I’ve been thinking a lot this week about the New Jersey teen who tried to sue her parents after she, unhappy with the rules of her home, decided to move out and in with her boyfriend.
I have two daughters. One of whom is running toward pre-teen at breakneck speed. The other one is following everything the older one does. So naturally the description of the girl who lawyered-herself up was disturbing to me. Catholic school, cheerleader, good student, nice family, bad-boy boyfriend. Not that they were describing my girls. They were describing me at 17.
I’ve often looked back at the years of my life between the ages of 17 and 22 and realized there must have been an angel on my shoulder. It was probably all that praying my mother did. I was never a bad kid. But a few steps to the left here or a few to the right there, and things could have been MUCH different. Truthfully, not only am I lucky I escaped young adulthood with my life, it’s downright amazing I came away with no more than a broken heart.

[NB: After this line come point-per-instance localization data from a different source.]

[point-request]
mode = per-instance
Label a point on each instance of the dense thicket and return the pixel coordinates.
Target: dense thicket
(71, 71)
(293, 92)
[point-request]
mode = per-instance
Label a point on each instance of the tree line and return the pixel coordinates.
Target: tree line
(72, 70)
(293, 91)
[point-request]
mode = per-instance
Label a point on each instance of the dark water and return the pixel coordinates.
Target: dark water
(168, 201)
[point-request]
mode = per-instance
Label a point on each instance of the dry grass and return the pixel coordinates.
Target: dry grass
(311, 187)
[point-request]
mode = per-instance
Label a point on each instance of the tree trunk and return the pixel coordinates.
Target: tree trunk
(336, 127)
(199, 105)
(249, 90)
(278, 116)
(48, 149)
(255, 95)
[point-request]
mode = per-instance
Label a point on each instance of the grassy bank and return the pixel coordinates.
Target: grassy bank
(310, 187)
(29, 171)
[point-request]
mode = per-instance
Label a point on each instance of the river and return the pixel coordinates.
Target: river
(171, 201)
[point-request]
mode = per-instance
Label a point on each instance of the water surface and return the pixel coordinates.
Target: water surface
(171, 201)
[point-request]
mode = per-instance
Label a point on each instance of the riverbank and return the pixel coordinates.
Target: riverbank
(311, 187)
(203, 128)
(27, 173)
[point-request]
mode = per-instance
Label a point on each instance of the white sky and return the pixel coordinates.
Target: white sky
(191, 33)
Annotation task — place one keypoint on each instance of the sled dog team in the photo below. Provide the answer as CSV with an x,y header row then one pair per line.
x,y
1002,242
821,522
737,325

All these things digested together give me a stomach ache. They also concern me about the randomness these days of raising girls.
Case in point. I know two young women, roughly the same age. Both come from middle to upper middle class families. Both sets of parents are wonderful, respectable people. Each did well in school, both attended very good schools in affluent districts and participated in extra-curricular activities. Both had/have friends and siblings.

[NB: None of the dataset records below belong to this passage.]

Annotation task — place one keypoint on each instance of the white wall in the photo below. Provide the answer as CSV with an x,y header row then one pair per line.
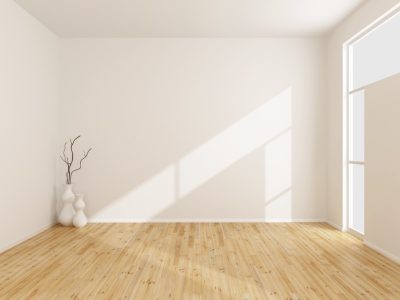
x,y
198,129
382,165
354,23
29,60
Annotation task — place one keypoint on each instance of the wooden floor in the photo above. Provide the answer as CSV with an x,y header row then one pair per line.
x,y
197,261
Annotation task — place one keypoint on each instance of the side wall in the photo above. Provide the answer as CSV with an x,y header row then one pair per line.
x,y
198,129
29,59
354,23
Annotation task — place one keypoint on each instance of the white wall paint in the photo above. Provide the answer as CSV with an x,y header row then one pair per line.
x,y
29,59
355,23
198,129
382,165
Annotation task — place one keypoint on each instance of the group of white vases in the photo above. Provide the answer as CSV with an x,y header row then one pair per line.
x,y
72,210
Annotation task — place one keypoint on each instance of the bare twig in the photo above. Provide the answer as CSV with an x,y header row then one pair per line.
x,y
80,162
72,144
68,162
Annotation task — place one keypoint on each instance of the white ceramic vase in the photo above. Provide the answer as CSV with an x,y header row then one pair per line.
x,y
80,219
67,212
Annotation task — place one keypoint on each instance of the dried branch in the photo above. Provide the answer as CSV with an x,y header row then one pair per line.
x,y
68,162
80,162
72,142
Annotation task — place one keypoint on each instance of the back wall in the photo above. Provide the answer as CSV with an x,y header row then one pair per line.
x,y
198,129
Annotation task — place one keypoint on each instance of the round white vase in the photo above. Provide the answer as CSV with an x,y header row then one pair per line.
x,y
80,219
67,212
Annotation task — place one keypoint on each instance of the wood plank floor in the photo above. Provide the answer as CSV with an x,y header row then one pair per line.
x,y
197,261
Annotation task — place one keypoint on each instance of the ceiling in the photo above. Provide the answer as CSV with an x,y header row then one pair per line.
x,y
189,18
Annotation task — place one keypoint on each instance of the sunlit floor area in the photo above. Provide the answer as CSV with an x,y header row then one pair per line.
x,y
197,261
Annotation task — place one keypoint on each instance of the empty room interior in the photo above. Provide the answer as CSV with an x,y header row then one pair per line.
x,y
214,149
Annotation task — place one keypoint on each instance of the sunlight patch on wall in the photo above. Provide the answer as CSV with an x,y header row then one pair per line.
x,y
234,143
268,127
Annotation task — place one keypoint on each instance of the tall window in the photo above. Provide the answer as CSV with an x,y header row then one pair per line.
x,y
371,57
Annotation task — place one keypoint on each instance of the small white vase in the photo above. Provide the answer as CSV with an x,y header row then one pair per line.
x,y
67,212
80,219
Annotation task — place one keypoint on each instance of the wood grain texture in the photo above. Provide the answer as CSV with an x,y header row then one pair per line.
x,y
197,261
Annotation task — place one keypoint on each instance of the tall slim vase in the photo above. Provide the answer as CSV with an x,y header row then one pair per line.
x,y
80,219
67,212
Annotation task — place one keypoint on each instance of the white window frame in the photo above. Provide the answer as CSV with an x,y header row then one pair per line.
x,y
347,92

Both girls went to college. I presume both had “fun” – it is college after all. One is a second year surgery resident, starting a period of medical research, and getting ready to marry another resident this spring.
The other, after changing majors from engineering to (I’m not kidding) wine/vintning, dropped out of school, moved in with a boyfriend. On one Christmas break, she surprised her mother with the news she had had an abortion. The next, she brought a small photo album of the child she gave up for adoption. She never completed a degree and is in financial straits.
When I think of these two ladies, I often wonder what the hot button was that triggered their futures. Was it something that could be foreseen? Is there a lesson here that will help me raise my girls? Do I even have a right to expect mine to achieve some standard of success that I think is appropriate? One that validates me as a parent over them as humans with choices?
One of my favorite passages in any book is the section in the Prophet by the remarkable Kahlil Gibran where he discusses parents and children. Gibran reminds us that our children are their own people. That our job is to safeguard them until they are ready for the world, or until the world is ready for them. Then it’s our job to stand back and see what happens. Wait for the results of our most important worldly test.
I’m a big believer in letting my kids make mistakes they’ll remember and learn from. Especially in cases where their father and I offer them advice to avoid the mistake, and they don’t take it. Within reason, of course. They are still young.
But I picture this day when I, like a mother bird nudging her young from the nest to fly, or like a parent letting go of that bike for the first time, release them into the world with my fingers crossed behind my back and a tear in my eye. And I’ll be hoping beyond all hope that they have that angel on their shoulder as well, guiding them from lawyers who tell them I still owe them and the myriad land mines and pitfalls of the first few steps into adulthood.
Like my mother, and I bet like New Jersey girl’s mother, and the mothers of those other two young ladies, I’ll continue praying that God’s paid the electric bill on those lights guiding the way to fulfillment.